Attenuation of Hepatic Leptin Signalling Leads to Improved Glucose Tolerance.

      The hormone leptin plays a crucial role in the maintenance of body weight and lipid and glucose metabolism. The dramatic impact of leptin on metabolism is highlighted by the fact that leptin administration to leptin-deficient ob/ob mice acutely lowers plasma glucose prior to any change in body mass. In addition to the well-defined effects of leptin on the hypothalamus, leptin also acts at peripheral sites including the liver. Consistent with this, we and others have demonstrated that leptin has direct effects on cultured hepatocytes. Further, leptin treatment of leptin deficient ob/ob and lipodystrophic mice reduces liver triglyceride levels and improves hepatic insulin sensitivity. To further delineate the mechanisms by which leptin regulates body composition, lipid and glucose metabolism, we generated mice in which leptin signalling is attenuated in hepatocytes.

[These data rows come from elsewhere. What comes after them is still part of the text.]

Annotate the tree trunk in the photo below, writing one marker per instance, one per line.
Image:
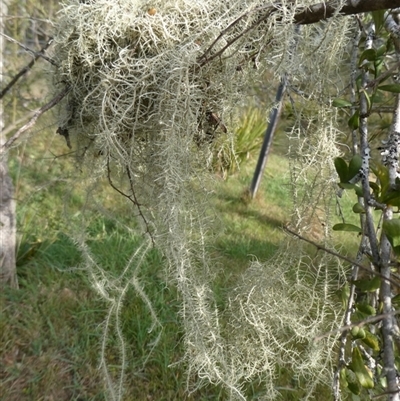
(7, 203)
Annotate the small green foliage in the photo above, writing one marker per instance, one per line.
(379, 18)
(354, 166)
(371, 341)
(346, 227)
(354, 121)
(357, 332)
(363, 374)
(368, 285)
(368, 54)
(358, 208)
(366, 308)
(341, 103)
(394, 88)
(341, 169)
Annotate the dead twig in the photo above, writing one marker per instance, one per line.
(361, 323)
(33, 120)
(28, 50)
(339, 256)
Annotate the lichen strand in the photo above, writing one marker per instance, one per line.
(142, 87)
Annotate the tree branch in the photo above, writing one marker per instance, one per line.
(33, 120)
(322, 11)
(339, 256)
(28, 50)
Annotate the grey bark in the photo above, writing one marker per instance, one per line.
(7, 203)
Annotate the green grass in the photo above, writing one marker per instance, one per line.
(51, 328)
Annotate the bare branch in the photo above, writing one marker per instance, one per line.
(361, 323)
(322, 11)
(339, 256)
(33, 120)
(28, 50)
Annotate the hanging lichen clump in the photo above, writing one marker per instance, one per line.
(151, 84)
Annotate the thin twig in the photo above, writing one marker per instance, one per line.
(203, 59)
(25, 69)
(131, 198)
(33, 120)
(27, 49)
(339, 256)
(361, 323)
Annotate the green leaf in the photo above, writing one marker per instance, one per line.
(342, 378)
(368, 54)
(341, 169)
(379, 18)
(382, 174)
(343, 294)
(375, 188)
(358, 333)
(392, 230)
(367, 98)
(354, 166)
(359, 191)
(366, 308)
(371, 340)
(354, 121)
(346, 227)
(368, 285)
(396, 304)
(394, 88)
(358, 208)
(358, 367)
(354, 388)
(381, 50)
(341, 103)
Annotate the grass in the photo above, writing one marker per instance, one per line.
(51, 328)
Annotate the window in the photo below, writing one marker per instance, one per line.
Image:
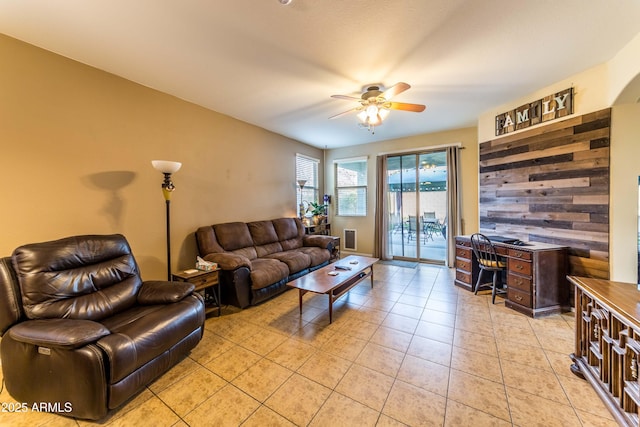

The lack of hepatic leptin signalling did not impact weight gain or body composition. Interestingly, despite a great deal of evidence that leptin promotes lipid oxidation in tissues, the absence of hepatic leptin signalling did not increase liver cholesterol or triglyceride levels in year old mice. Also, loss of leptin signalling in the liver did not affect fasting triglyceride, cholesterol, or free fatty acid levels in 6 and 12 week old mice. Further, fasting and midnight randomfed blood glucose levels were unchanged in 6, 12, and 16 week old mice lacking hepatic leptin signalling. Surprisingly, the loss of hepatic leptin signalling did lead to an improvement in glucose tolerance in male mice on chow as well as a high-fat diet. Further, hyperinsulinemic-euglycemic clamp studies revealed an improvement in hepatic insulin sensitivity in relation to littermate controls. Collectively these data reveal that leptin action on the liver can influence lipid and glucose metabolism and that leptin sensitivity in the liver may contribute to aspects of type 2 diabetes.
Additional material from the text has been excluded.